WASHINGTON — Negotiators of an international hazardous waste treaty have left the door open for a future ban on shipping waste such as PVC and some fluorinated polymers.
However, delegates tentatively decided that nonhalogenated polymer waste, such as polycarbonate and some fluorinated polymers, can continue to be shipped overseas.
The treaty, which is not in effect, would ban shipment of waste from nations in the Organization for Economic Cooperation and Development to non-OECD countries. The treaty would apply to wastes, not finished products.
The Washington-based Society of the Plastics Industry Inc. and the Commerce Department wanted delegates at the Basel Convention meeting in Switzerland to put all plastics on the safe list.

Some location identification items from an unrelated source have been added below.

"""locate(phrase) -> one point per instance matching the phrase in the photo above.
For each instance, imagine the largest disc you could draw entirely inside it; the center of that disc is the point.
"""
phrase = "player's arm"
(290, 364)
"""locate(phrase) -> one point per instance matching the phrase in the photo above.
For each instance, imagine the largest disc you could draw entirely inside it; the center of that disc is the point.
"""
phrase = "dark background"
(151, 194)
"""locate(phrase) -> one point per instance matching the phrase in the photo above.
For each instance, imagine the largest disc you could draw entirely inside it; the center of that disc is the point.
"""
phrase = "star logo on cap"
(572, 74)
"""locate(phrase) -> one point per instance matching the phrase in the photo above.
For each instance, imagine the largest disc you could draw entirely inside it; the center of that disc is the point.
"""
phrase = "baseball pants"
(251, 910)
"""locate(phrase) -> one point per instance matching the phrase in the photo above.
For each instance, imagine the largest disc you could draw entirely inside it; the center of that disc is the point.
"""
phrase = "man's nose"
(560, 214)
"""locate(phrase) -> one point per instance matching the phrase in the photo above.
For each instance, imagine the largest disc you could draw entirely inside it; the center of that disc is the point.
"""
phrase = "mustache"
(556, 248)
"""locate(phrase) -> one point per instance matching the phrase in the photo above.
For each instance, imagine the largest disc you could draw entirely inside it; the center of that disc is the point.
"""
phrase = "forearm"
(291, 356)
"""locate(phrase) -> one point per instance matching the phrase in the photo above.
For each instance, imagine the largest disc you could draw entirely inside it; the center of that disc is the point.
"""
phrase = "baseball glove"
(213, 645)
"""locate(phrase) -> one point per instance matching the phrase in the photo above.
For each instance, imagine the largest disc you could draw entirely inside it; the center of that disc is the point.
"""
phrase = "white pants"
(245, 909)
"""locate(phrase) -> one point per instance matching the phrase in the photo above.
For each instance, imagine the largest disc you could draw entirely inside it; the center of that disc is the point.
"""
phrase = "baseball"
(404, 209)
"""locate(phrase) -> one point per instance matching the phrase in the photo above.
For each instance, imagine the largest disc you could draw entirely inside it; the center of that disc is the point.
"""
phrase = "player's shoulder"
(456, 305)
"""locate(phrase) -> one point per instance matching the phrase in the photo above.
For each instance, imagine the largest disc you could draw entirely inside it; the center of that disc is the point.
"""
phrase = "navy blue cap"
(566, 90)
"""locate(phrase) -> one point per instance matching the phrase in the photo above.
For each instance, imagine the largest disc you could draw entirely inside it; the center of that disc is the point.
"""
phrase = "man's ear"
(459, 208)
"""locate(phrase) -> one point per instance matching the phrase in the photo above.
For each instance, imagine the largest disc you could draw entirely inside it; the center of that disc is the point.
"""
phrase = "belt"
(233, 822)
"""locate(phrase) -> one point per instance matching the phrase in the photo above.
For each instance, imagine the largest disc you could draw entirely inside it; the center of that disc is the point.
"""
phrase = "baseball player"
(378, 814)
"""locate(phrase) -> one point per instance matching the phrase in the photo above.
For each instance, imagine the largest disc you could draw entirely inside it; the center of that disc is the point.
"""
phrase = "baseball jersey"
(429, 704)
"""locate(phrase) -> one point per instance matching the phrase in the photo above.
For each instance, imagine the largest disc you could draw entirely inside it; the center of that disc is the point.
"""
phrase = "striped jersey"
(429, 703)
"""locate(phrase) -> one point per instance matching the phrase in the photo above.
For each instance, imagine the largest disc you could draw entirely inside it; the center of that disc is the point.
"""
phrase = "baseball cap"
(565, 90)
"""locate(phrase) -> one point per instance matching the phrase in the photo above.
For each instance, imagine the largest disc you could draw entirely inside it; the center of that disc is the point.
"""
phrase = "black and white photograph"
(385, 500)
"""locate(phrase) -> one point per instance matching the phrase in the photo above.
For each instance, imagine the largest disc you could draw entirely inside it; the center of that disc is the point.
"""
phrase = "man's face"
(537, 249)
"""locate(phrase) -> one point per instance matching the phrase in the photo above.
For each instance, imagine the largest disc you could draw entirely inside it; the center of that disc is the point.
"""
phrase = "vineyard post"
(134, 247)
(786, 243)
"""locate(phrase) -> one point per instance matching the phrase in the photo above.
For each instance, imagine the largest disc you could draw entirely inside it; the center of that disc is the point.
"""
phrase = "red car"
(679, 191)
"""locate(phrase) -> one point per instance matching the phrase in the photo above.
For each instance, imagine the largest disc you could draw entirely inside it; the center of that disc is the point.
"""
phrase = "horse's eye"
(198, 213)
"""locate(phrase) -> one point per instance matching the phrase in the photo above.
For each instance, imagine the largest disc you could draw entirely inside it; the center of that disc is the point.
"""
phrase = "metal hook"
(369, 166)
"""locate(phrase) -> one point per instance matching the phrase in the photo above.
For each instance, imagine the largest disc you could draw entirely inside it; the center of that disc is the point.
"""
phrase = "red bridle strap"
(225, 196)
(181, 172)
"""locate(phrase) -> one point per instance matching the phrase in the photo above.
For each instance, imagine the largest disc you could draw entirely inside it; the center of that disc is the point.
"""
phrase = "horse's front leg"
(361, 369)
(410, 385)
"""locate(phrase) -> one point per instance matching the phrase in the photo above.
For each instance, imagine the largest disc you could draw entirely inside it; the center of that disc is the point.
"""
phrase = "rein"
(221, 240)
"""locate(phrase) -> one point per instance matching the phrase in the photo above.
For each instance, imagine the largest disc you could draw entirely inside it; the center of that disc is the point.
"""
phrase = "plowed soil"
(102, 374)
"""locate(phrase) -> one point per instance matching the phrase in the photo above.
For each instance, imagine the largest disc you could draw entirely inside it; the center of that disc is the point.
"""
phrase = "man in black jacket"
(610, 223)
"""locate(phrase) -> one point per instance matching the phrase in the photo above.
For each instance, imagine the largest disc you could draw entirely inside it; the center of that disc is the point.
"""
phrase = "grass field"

But questions from some developing nations about the environmental harm from open burning and pressure from groups such as Greenpeace led the delegates to say they needed to study all chlorinated polymers and two fluoropolymers: ethylene tetrafluoroethylene and polytetrafluoroethylene.
Delegates made the decision at the Feb. 24-28 meeting in Geneva, but it must be ratified by the full convention at an October meeting in Malaysia.
Pat Toner, SPI vice president of technical affairs, who attended the meeting, said he was pleased that negotiators broadened the safe list to include materials like polyethylene and polystyrene. Previously, a plastic had to be listed by name to avoid the ban.
A Commerce Department official said PVC is the central issue left, and he predicted it will present a difficult problem. Bob Reiley, director of the department's Office of Metals, Materials and Chemicals, was disappointed that the convention did not adopt the U.S. position that PVC is intrinsically not hazardous and should not be included in any Basel ban.
Some developing countries argue they do not have the money to track waste and want to limit their risk by limiting shipments, Reiley said.
Egypt was among the nations wanting further study, but no one at the convention presented figures on how much plastic is shipped overseas for disposal or recycling, or how much of an environmental problem open burning is, Reiley said.
The U.S. government recognizes open burning could be a problem but thinks nations should take steps internally to limit it rather than ban materials that are not dangerous themselves, he said. Industry needs to make its case and offer guidance on disposal, he said.
Greenpeace, on the other hand, argued that PVC should be banned from shipping because it is intrinsically hazardous, said Marcelo Furtado, waste trade campaign coordinator for the environmental group.
The bottom line, he said, is that developing countries are a target of plastic scrap for recycling and that PVC is dumped, often in ``backyard shops'' where it is not disposed of properly.